Lapsus$ Hacking Group Reportedly Hits Microsoft, Okta

The Lapsus$ hacking group has struck again, this time reportedly targeting Microsoft and Okta with data leaks.

The Lapsus$ hacking group claims to have leaked the source code for Bing, Cortana and other projects stolen from Microsoft’s internal Azure DevOps server, Bleeping Computer reported. The group posted a screenshot to their Telegram channel indicating the hack.

“Our investigation found an account had been compromised, granting limited access,” a Microsoft spokesperson said, “Our cybersecurity response teams quickly engaged to remediate the compromised account and prevent further activity.”

Microsoft said it doesn’t rely on the secrecy of code as a security measure. In addition, viewing source code isn’t tied to elevation of risk.

Okta, which provides authentication services to thousands of customers such as Major League Baseball (MLB) and MGM Resorts, is investigating a Lapsus$ data breach.

According to Reuters, hackers posted screenshots of what they said was internal information on their Telegram channel.
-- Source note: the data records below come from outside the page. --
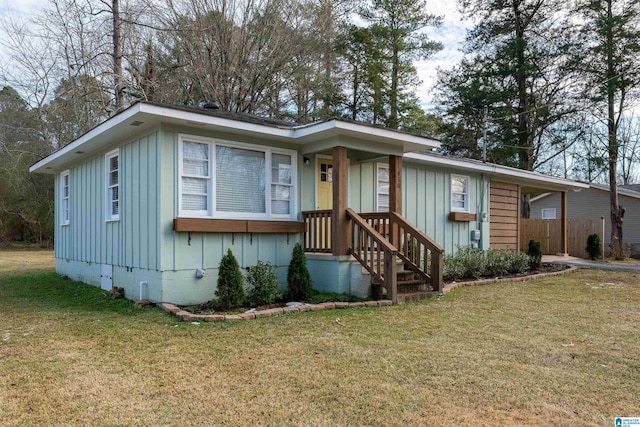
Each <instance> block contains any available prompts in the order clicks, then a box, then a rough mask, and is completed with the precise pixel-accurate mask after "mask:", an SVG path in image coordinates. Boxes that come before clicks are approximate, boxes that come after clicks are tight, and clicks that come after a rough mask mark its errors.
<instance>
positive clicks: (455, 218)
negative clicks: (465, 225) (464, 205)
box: [449, 211, 478, 222]
mask: <svg viewBox="0 0 640 427" xmlns="http://www.w3.org/2000/svg"><path fill="white" fill-rule="evenodd" d="M477 219H478V215H476V214H472V213H469V212H456V211H453V212H450V213H449V221H457V222H471V221H476V220H477Z"/></svg>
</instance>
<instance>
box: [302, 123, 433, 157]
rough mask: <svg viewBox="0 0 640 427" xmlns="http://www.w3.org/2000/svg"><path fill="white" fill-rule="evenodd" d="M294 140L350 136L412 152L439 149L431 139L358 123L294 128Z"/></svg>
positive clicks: (315, 123)
mask: <svg viewBox="0 0 640 427" xmlns="http://www.w3.org/2000/svg"><path fill="white" fill-rule="evenodd" d="M294 129H295V138H296V139H299V140H304V139H313V140H317V139H320V138H322V137H324V136H325V134H329V135H352V136H357V137H359V138H367V137H369V138H373V139H375V140H380V141H385V142H387V143H392V144H394V145H400V144H401V145H403V147H405V146H406V147H411V149H412V150H413V151H415V150H416V149H422V150H426V149H431V148H439V147H440V142H439V141H436V140H434V139H431V138H427V137H422V136H415V135H410V134H407V133H402V132H398V131H394V130H391V129H384V128H379V127H374V126H369V125H361V124H359V123H352V122H343V121H340V120H329V121H327V122H321V123H314V124H310V125H306V126H301V127H297V128H294Z"/></svg>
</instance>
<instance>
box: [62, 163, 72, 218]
mask: <svg viewBox="0 0 640 427" xmlns="http://www.w3.org/2000/svg"><path fill="white" fill-rule="evenodd" d="M60 194H61V196H62V198H61V203H60V223H61V224H62V225H67V224H69V202H70V188H69V171H65V172H62V174H60Z"/></svg>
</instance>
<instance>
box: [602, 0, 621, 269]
mask: <svg viewBox="0 0 640 427" xmlns="http://www.w3.org/2000/svg"><path fill="white" fill-rule="evenodd" d="M612 1H613V0H608V1H607V19H608V21H609V22H611V21H612V20H613V12H612V8H611V6H612V5H611V3H612ZM606 39H607V41H606V52H607V107H608V111H607V113H608V114H607V116H608V117H607V130H608V144H609V146H608V150H607V151H608V154H609V207H610V217H611V243H609V246H610V248H611V255H612V256H613V257H614V258H615V259H624V250H623V244H622V222H623V217H624V209H623V208H622V206H620V204H619V201H618V182H617V180H616V171H617V169H618V137H617V136H618V135H617V134H618V129H617V123H616V112H615V88H616V82H615V78H616V71H615V68H614V67H615V59H614V57H613V53H614V42H613V29H612V28H611V26H608V27H607V30H606Z"/></svg>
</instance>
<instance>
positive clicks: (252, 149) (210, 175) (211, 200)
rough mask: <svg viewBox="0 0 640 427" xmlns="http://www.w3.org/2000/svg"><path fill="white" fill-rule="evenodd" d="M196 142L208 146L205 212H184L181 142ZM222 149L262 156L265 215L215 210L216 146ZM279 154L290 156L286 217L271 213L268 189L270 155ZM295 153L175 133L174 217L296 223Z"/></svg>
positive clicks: (297, 210) (297, 181) (279, 148)
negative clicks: (175, 135) (255, 153)
mask: <svg viewBox="0 0 640 427" xmlns="http://www.w3.org/2000/svg"><path fill="white" fill-rule="evenodd" d="M185 141H186V142H198V143H202V144H208V145H209V177H208V180H209V182H208V185H207V191H208V194H207V196H208V197H207V209H206V211H185V210H183V209H182V177H183V175H182V172H183V166H184V164H183V152H184V150H183V144H184V142H185ZM217 146H224V147H230V148H238V149H245V150H252V151H260V152H263V153H264V154H265V190H264V191H265V213H252V212H229V211H218V210H216V203H217V194H216V172H217V170H216V166H217V165H216V147H217ZM273 154H281V155H285V156H289V157H291V190H290V194H291V198H290V201H289V214H273V213H271V201H272V197H271V187H272V185H274V184H277V183H274V182H273V179H272V178H273V177H272V168H273V165H272V155H273ZM297 176H298V152H297V151H295V150H288V149H285V148H278V147H269V146H266V145H258V144H248V143H243V142H237V141H229V140H224V139H218V138H208V137H203V136H197V135H191V134H178V176H177V180H176V182H177V187H178V188H177V189H178V207H177V212H178V217H181V218H213V219H254V220H264V221H269V220H276V221H296V220H297V218H298V189H299V184H298V180H297V179H298V178H297Z"/></svg>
Okta issued the following statement in response to the Lapsus$ hacking group’s claims:

“In late January 2022, Okta detected an attempt to compromise the account of a third-party customer support engineer working for one of our subprocessors. The matter was investigated and contained by the subprocessor. We believe the screenshots shared online are connected to this January event. Based on our investigation to date, there is no evidence of ongoing malicious activity beyond the activity detected in January.”

Lapsus$ Behind Other Big-Name Data Leaks

Lapsus$ is allegedly responsible for obtaining confidential data including the source code that operates Samsung Galaxy smartphones. It also claimed responsibility for the recent Nvidia breach.

Rajiv Pimplaskar is CEO of Dispersive, a network security provider.

Dispersive’s Rajiv Pimplaskar

“Attackers attack Microsoft and Okta because they know the value of identity,” he said. “Identity, not apps, not servers, not devices, is the important component in the cybersecurity world.”

Organizations must check identities, especially the privilege ones, in real time, not just monthly, Pimplaskar said.

Saryu Nayyar is Gurucul‘s CEO and founder.

Gurucul’s Saryu Nayyar

“While customers are relying on vendors like Okta for zero trust and starting to implement secure access service edge (SASE), this shows the need for more advanced security operations tools to ensure that threat actors aren’t abusing identity and access policies,” she said.

CISOs must invest more in automation-focused threat detection, investigation and response (TDIR) solutions, Nayyar said.

Kevin Novak is managing director at Breakwater Solutions. He said if the compromise involved a successful assault on client information, such as client credentialing, key materials or source code pertaining to environments that may lead to client compromises, then Okta may suffer much greater scrutiny from the field for its “lack of adequate, timely notification of the event.”

Breakwater Solutions’ Kevin Novak

“Security professionals around the world are debating the list of compromise possibilities based on the pictures posted about the hack, but no definitive word has been shared by Okta,” he said.

Customers Can’t Just ‘Switch Off’ Okta

If hackers compromised Okta’s environment, companies can’t “simply flip a switch” and authenticate/authorize on a different platform, Novak said. Embedded platforms require time to swap.

“While some have made conjectures about whether this hack contributed to another breach here or there, it would seem that a full compromise of Okta’s backend would have become far more obvious by now, but we’ll see more over the next few months,” he said.